Solved – the meaning of the eigenvectors of a mutual information matrix

eigenvaluesentropymutual informationpca

When looking at the eigenvectors of the covariance matrix, we get the directions of maximum variance (the first eigenvector is the direction in which the data varies the most, etc.); this is called principal component analysis (PCA).
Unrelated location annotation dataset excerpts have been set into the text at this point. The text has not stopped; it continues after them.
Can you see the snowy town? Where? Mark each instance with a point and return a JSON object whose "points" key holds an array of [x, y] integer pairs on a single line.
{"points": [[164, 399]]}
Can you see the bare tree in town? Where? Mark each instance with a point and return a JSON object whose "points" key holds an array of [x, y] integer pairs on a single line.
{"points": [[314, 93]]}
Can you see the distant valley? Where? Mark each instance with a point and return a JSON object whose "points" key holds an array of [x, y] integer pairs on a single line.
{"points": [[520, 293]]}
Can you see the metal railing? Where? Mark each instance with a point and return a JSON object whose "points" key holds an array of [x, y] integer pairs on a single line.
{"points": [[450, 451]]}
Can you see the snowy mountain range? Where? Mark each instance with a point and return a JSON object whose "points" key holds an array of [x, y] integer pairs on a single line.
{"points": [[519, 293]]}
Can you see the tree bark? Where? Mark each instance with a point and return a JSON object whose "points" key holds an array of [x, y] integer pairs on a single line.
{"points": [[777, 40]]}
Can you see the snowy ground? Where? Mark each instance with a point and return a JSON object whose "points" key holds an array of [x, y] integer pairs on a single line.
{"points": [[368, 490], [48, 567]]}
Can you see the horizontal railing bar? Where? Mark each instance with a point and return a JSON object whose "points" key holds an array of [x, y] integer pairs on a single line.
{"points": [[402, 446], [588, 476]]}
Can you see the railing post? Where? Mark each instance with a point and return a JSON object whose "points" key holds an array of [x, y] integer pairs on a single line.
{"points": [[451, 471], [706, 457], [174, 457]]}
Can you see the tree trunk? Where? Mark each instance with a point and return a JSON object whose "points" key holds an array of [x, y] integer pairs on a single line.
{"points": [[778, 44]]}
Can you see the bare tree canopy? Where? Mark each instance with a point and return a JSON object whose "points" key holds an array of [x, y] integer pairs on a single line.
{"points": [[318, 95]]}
I was wondering what it would mean to look at the eigenvectors/values of the mutual information matrix, would they point in the direction of maximum entropy?

Best Answer

While it is not a direct answer (as it is about pointwise mutual information), look at paper relating word2vec to a singular value decomposition of PMI matrix:

We analyze skip-gram with negative-sampling (SGNS), a word embedding method introduced by Mikolov et al., and show that it is implicitly factorizing a word-context matrix, whose cells are the pointwise mutual information (PMI) of the respective word and context pairs, shifted by a global constant. We find that another embedding method, NCE, is implicitly factorizing a similar matrix, where each cell is the (shifted) log conditional probability of a word given its context. We show that using a sparse Shifted Positive PMI word-context matrix to represent words improves results on two word similarity tasks and one of two analogy tasks. When dense low-dimensional vectors are preferred, exact factorization with SVD can achieve solutions that are at least as good as SGNS’s solutions for word similarity tasks. On analogy questions SGNS remains superior to SVD. We conjecture that this stems from the weighted nature of SGNS’s factorization.